WRT to the design guide here - this case this was mostly a functional design, meaning that while it did lay out some elements of an operational approach, the details of what to do and why have to come from the hard work of doing a full blown operational design (this is where you inject context) complete with all the relevant LOEs.
Part of the reason I thought a focus on identifying the functional requirements was useful is because it helps you consider the organizational, environmental, and institutional requirements of the FSF to generate, employ and sustain. It seems we often get caught up in a "generate enough for us to employ" loop since it suits our immediate objectives while not looking at the long term requirements.
One of the things that does come to light using operational design for any LOE is the issue of contingent objectives - e.g. you get to points where its unlikely the next thing you want to accomplish in one LOE can occur until there is progress in another LOE -could be economics, could be politics or governance. Doing this ahead of time in an operational design would seem to support unity of effort across the USG and multinational partners.

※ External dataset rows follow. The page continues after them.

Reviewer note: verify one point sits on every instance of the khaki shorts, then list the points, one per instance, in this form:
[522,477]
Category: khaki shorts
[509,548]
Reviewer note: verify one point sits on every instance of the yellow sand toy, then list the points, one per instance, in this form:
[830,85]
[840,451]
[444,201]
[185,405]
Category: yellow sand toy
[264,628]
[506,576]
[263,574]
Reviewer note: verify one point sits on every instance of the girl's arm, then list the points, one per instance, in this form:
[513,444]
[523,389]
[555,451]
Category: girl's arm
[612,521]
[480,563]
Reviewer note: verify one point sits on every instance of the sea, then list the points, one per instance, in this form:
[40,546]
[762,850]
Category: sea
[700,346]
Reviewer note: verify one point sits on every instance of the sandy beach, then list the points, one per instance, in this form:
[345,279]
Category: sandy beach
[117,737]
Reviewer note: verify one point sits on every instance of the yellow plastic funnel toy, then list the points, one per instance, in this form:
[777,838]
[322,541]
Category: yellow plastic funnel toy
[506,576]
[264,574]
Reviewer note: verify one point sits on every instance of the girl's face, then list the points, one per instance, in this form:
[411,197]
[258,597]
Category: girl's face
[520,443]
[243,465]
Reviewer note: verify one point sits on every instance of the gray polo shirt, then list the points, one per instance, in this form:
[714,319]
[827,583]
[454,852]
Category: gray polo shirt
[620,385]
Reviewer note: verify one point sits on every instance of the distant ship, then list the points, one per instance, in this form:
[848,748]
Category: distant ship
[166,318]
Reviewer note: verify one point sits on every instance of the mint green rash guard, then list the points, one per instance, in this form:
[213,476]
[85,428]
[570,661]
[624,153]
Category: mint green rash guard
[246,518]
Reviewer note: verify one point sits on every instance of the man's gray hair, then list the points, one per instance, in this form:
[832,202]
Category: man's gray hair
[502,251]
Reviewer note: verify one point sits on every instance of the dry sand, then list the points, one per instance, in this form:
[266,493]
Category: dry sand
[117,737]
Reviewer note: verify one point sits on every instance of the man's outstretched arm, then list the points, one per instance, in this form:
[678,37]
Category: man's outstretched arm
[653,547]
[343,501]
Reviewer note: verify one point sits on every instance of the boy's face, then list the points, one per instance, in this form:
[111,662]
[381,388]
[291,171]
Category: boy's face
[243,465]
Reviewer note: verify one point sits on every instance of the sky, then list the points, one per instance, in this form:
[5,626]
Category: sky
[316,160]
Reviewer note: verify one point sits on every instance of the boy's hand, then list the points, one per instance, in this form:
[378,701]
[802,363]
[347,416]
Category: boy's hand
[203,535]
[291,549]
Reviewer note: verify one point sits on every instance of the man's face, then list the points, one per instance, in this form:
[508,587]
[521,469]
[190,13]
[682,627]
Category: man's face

This may be one of the reasons (there are others) we seem to be having a hard time meeting operational requirements in Iraq and Afghanistan where we are doing this on a large scale and by extension one where our internal political clock has such an impact. I'm not sure we fully understand this issue of contingent development in its operational context. In smaller operations where the footprint is small and largely flys under the domestic political radar (meaning its not threatening anyone's re-election), and where normal USG support has not been subject to the type of contingency where it is truncated or diminished to the point where we now feel compelled to act immediately - the issue of contingent development has more time to surface and be addressed. When it is a matter of the converse, such a misstep can result in a major set back that makes further development more difficult as both internal pressures compounded by enemy activity, and regional politics as well as our own domestic politics compound the issues.